"what means?" vs. "what gives?"

It’s amazing to see how traditional classroom systems work or rather how they don’t work. Ever since our forum has been online, there have been hundreds if not thousands of people who asked “What means …?” I’m sure that the vast majority of those learners have attended a traditional English class in which their teachers could have taught them that one of most important questions to any student of English should be “What does this word mean?” I think this shows that the conventional approach to grammar simply does not work. Also, there are so many tools available that give you the meaning of any single word. Still, there are many people who ask their teacher for information they can easily find in a dictionary.

Why do you think is that? I mean, what do you think makes people ask about the meaning of single words? Is it that they don’t know what else to ask or maybe they simply don’t know how to use a dictionary?

PS: Maybe some people confuse the phrase what means? with what gives?[YSaerTTEW443543]

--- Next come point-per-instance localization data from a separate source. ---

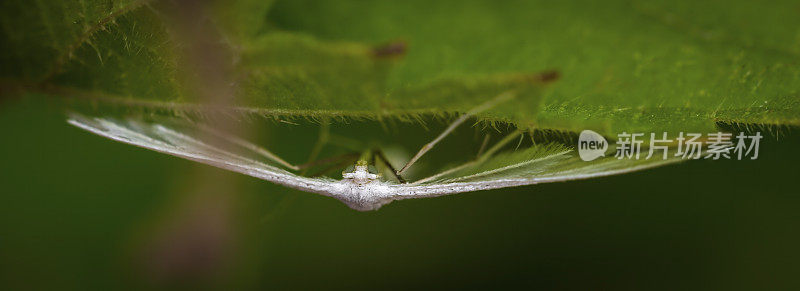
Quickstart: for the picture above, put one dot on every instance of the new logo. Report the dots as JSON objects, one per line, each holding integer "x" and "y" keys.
{"x": 591, "y": 145}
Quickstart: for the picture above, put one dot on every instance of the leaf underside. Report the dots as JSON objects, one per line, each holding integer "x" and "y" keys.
{"x": 635, "y": 66}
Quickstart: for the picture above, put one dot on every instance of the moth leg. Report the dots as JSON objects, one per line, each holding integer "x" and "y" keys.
{"x": 485, "y": 106}
{"x": 252, "y": 147}
{"x": 480, "y": 159}
{"x": 379, "y": 154}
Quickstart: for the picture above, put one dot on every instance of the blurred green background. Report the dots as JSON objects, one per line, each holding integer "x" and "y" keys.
{"x": 82, "y": 212}
{"x": 79, "y": 212}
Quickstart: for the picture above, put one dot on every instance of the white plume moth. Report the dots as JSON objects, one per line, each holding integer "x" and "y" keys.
{"x": 362, "y": 188}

TOEFL listening discussions: Why are these young men in conversation?[YSaerTTEW443543]

Hi Torsten

Yes, What gives? is an expression we use in the US. :lol:

It means “What’s going on?” or “What’s up?” (with the flavor of “What’s wrong?” added)


Interesting, isn’t it? (the similarity to the German expression, I mean). :smiley:

I’d like to ask about “What’s up?”
Once I called a person and his question “What’s up?” disappointed me. I thought he meant “what’s happening?” “Why are you calling me?”. Then I heard it being used in the meaning of “How are you” (from American films mostly). So what does it means?
Thanks in advance.

Hi Moniker

“What’s up?” is often used as a greeting and basically means “What’s new?” or “What’s (been) happening?”

“What’s up?” doesn’t mean the same thing as “How are you” but “What’s up?” might be used instead of “Hi, how are you?” It’s an informal greeting.

In spoken American English “What’s up?” might also simply sound like “S’up?”


Not only ‘what gives’: what shows, what makes, what causes, etc. And also ‘what means…’ in questions like ‘What means the world to you?’. I think it has to do with ‘what’ being the subject of the verb.

Thanks a lot, Yankee.
It’s clear now.
Sometimes the dctionaries give you different meanings of a single word, but as they are given in concise and dry way you can’t catch their very functionality untill you don’t use them in context. You can’t even remember all the meanings of a word. They are so diverse in significance. You should put a word in all the combinations that give you the meanings given in dictionaries. Maybe then you’ll be able to see the logical link between all these significances.